HUD Unveils $472M for Coronavirus Relief

The U.S. Department of Housing and Urban Development (HUD) has announced a new round of CARES Act funding to help keep low-income families housed during the coronavirus crisis. The $472 million in emergency funding can be used by public housing authorities across the country to assist families through the Section 8 Housing Choice Voucher (HCV) and Mainstream voucher programs.

The move adds to a raft of government relief measures designed to stave off a housing disaster for multifamily renters and landlords as tens of millions of Americans remain unemployed. HUD has unveiled a series of CARES Act funding rounds since the more than $2 trillion bill was signed into law on March 27.

HUD Secretary Ben Carson said in a statement that the new allocation of funds will provide additional resources to ensure that people have decent, safe and affordable homes. The funds can be used to support a variety of coronavirus-related activities, including procuring cleaning supplies and services to maintain sanitary HCV units; relocating families to health units for testing, hospitalization or quarantine; and incentive or retention costs to retain or boost owner participation in the HCV program.
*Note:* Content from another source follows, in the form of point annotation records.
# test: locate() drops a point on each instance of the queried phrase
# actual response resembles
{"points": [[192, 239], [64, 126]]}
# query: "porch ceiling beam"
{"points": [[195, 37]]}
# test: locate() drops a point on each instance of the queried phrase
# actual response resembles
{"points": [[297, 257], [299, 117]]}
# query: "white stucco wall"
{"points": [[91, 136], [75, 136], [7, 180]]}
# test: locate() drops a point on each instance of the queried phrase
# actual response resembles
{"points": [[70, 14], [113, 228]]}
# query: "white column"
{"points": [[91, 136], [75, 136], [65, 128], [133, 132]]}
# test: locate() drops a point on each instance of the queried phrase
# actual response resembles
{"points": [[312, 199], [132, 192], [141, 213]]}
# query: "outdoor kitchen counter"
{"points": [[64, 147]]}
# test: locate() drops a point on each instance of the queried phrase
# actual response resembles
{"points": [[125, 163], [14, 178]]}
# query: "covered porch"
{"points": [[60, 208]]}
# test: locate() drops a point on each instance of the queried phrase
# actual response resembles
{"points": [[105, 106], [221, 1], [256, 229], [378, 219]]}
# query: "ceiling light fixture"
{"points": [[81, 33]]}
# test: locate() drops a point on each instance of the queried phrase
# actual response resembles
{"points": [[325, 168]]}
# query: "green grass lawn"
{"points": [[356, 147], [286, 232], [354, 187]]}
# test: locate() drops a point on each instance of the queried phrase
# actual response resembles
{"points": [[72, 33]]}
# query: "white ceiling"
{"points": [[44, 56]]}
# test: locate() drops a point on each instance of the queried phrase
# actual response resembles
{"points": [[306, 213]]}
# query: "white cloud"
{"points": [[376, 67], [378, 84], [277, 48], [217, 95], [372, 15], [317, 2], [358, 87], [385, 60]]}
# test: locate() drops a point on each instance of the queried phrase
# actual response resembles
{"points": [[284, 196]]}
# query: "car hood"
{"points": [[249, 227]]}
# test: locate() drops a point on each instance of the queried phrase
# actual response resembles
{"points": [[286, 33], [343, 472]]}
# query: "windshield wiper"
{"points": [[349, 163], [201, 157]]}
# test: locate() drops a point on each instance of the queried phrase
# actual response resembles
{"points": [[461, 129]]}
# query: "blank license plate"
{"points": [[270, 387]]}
The $472 million in fresh funding can also be used to support the staff of public housing authorities (PHA) by covering childcare costs that would not have been incurred but for pandemic-related circumstances such as school closings and overtime work.

RENTAL RELIEF PROGRAM GETS A BOOST

The HVC program, the nation’s largest federal rental assistance program, is designed to help very low-income families, the elderly and the disabled find affordable housing in the private market. Vouchers are administered locally by PHA and families are responsible for finding a suitable rental unit in a participating community.

The program assisted more than 5 million people across 2.2 million low-income households as of January 2019, according to the Center on Budget and Policy Priorities. The Mainstream voucher program, which also benefits from the latest funding round, assists non-elderly people with disabilities.

On Aug. 3, HUD announced another CARES Act allocation by awarding more than $74 million in grants to a dozen state housing finance agencies to support rental housing for extremely low-income people with disabilities.